Trial court should have allowed plaintiff to amend on threshold of trial so as to substitute proper corporate defendant where error in original pleading was known to defendants and actions were taken by them to mislead plaintiff as to identity of proper corporate defendant.

1996 Mortarino v. Consultant Eng’g Servs., 251 Va. 289, 467 S.E.2d 778.

After demurrer was sustained, amendment should have been allowed. Failure to do so is reversible error where nothing in record suggests that defendants would have been prejudiced by allowing amendment and where there had been no prior amendments.

1993 Mechtensimer v. Wilson, 246 Va. 121, 431 S.E.2d 301.

Plaintiff filed motion for judgment. Before obtaining service plaintiff amended motion for judgment without leave of court. Defendant filed answer. Subsequently defendant learned that amended motion had been filed without leave of court and moved to quash service and dismiss action on grounds of lack of jurisdiction. Supreme Court held trial court lacked jurisdiction to adjudicate claim since amended motion for judgment had been filed without permission. Pleadings filed by defendant responding to that amended motion cannot confer jurisdiction on court.

1986 Harbour Gate Owners’ Ass’n v. Berg, 232 Va. 98, 348 S.E.2d 252.

New plaintiff may not be substituted for original plaintiff who lacked standing to sue (footnote 4).

1986 Powell v. Sears, Roebuck & Co., 231 Va. 464, 344 S.E.2d 916.

Pleadings-amendment. In personal injury case of this kind involving unliquidated damage claim post verdict amendment increasing ad damnum may not be granted.

1986 Hetland v. Worcester Mut. Ins. Co., 231 Va. 44, 340 S.E.2d 574.

Pleadings-amendment. Review of trial court’s decision on motion to amend is limited to whether trial judge abused his discretion. Motion was denied in this case due to lack of diligence by plaintiff in asserting new element of claim.

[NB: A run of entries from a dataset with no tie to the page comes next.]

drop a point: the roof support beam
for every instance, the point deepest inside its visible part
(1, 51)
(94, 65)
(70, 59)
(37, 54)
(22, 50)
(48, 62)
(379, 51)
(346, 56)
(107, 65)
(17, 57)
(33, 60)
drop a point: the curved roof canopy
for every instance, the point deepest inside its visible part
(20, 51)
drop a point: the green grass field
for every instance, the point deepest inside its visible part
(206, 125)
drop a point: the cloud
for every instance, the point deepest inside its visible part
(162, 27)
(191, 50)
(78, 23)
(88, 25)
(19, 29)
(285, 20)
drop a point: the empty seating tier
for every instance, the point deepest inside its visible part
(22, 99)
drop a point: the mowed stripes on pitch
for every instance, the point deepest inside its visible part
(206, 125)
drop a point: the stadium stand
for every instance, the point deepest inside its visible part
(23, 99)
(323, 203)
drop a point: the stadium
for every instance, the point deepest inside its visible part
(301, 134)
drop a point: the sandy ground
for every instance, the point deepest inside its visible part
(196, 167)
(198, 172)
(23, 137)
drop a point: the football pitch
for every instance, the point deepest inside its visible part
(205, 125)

1984 Bell v. Kirby, 226 Va. 641, 311 S.E.2d 799.

Pleadings-amendment. Court allowed plaintiff to amend her pleading as to amount sued for from $50,000 to $100,000 two days before trial. There was no showing of an abuse of discretion by trial court.

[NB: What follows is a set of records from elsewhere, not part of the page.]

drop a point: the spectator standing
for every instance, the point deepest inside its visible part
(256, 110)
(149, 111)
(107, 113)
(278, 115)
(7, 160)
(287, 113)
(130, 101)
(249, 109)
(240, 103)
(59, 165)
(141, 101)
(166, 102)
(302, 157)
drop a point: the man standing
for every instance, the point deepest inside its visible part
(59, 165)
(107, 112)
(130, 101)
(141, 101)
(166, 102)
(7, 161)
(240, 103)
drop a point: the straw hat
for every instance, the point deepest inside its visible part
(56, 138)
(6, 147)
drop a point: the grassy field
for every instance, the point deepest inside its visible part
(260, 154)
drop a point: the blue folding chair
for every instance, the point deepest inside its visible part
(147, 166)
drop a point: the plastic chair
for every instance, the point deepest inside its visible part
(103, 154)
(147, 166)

1976 Niese v. Klos, 216 Va. 701, 222 S.E.2d 798.

Pleadings-amendment. Amendment to pleadings are to be liberally allowed.

1971 Rockwell v. Allman, 211 Va. 560, 179 S.E.2d 471.

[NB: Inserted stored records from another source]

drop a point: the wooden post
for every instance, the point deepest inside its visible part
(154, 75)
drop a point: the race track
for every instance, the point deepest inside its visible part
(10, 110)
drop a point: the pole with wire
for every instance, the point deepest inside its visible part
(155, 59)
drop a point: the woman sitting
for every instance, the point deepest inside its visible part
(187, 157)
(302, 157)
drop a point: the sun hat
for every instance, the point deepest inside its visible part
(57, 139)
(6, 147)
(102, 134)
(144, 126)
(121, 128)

Pleadings-amendment. Plaintiff sues defendant’s administrator for personal injury. Administrator thereafter established that his appointment was void. Not error to overrule plaintiff’s motion to amend by substituting correct administratrices who bore no relation to defendant and were never served with process. Misnomer is mistake in name but not person.

1970 Haymore v. Brizendine, 210 Va. 578, 172 S.E.2d 774.

Pleadings-amendment. Leave to amend was conditioned on retrial. Plaintiff refused retrial and leave to amend was denied. By refusing, plaintiff waived objections. Trial court has authority to impose conditions in granting leave to amend.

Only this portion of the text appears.